Writing in The Globe and Mail, Jacoline Loewen profiles the Canadian firm B+H Architects, focusing on the firm's succession plan. Loewen, a consultant who specializes in mergers and acquisitions, notes that the firm's succession plan is older than many firms: It was established in 1980, and it still serves the B+H today.
The central tenets of the plan are straightforward enough. Implemented when founders Sydney Bregman and George Hamann were planning to retire, the idea to attract new talent, encourage principals to stay with the firm, and secure liquidity when partners retire. The founders established a succession plan that determines a principal's retirement age at the time a principal buys into the firm, Loewen explains. This means that "new principals know the exact age they will be required to start giving up units of ownership. They can continue to be active—and many are—but they no longer have any ownership."

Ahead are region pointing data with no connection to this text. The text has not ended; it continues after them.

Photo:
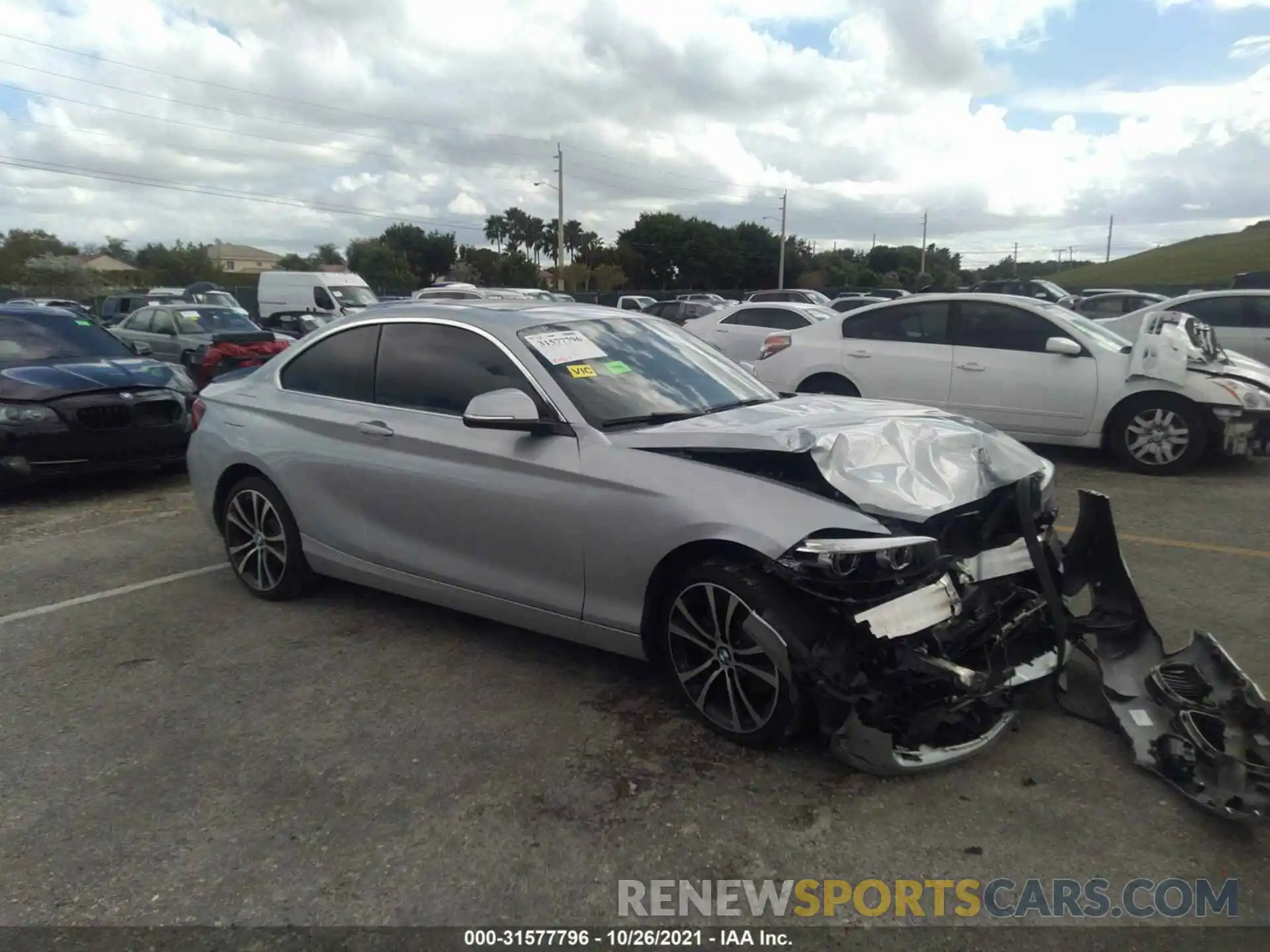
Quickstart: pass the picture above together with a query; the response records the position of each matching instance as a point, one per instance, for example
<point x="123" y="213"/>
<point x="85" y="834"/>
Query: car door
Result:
<point x="741" y="335"/>
<point x="900" y="352"/>
<point x="1235" y="320"/>
<point x="489" y="510"/>
<point x="1261" y="325"/>
<point x="1003" y="376"/>
<point x="135" y="328"/>
<point x="163" y="335"/>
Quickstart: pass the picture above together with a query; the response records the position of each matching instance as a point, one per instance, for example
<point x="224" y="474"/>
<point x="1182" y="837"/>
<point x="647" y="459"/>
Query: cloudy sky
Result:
<point x="286" y="124"/>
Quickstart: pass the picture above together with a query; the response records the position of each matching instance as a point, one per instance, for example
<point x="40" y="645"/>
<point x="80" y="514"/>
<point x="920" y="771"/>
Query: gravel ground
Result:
<point x="183" y="753"/>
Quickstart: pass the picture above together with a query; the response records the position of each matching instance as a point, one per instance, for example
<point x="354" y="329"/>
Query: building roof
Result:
<point x="228" y="251"/>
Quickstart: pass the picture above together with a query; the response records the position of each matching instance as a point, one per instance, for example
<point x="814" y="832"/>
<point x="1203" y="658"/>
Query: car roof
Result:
<point x="488" y="314"/>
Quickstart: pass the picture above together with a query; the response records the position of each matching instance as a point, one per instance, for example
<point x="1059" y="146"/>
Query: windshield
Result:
<point x="214" y="320"/>
<point x="222" y="299"/>
<point x="1101" y="335"/>
<point x="352" y="295"/>
<point x="48" y="335"/>
<point x="626" y="368"/>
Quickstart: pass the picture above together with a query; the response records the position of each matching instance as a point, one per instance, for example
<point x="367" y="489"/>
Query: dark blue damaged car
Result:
<point x="75" y="399"/>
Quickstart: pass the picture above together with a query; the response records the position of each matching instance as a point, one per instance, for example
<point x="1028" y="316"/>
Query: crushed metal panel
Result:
<point x="915" y="612"/>
<point x="897" y="460"/>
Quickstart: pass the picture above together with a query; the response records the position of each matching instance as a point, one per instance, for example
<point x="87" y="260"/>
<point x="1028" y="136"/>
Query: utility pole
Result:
<point x="780" y="272"/>
<point x="559" y="219"/>
<point x="923" y="243"/>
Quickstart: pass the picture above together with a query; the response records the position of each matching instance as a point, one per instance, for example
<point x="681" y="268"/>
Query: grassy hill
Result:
<point x="1212" y="259"/>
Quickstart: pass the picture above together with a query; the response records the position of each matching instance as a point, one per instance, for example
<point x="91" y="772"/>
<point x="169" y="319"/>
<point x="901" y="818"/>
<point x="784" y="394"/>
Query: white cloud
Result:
<point x="1250" y="48"/>
<point x="444" y="112"/>
<point x="462" y="204"/>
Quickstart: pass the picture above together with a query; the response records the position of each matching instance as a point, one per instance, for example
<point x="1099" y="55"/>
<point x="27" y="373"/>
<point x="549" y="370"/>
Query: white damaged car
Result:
<point x="1040" y="374"/>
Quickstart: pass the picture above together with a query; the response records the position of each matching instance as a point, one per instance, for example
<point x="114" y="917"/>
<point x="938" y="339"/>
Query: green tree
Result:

Succession at B+H is not exactly one-in, one-out: In a tangent, Loewen writes that B+H has grown from 10 principals in 2009 to 32 principals today. (Much of that growth has meant adding principals with expertise in mergers and acquisitions.) Whether or not the pace of growth is enviable or advisable, the underlining succession strategy that the firm's founders established in 1980 still maintains. The ownership of the firm is always flowing from longtime or older principals to newer or younger principals.
That's a novel feature: By telling incoming principals when they'll be shown the door, they clarify the path for ambitious architects looking to get in.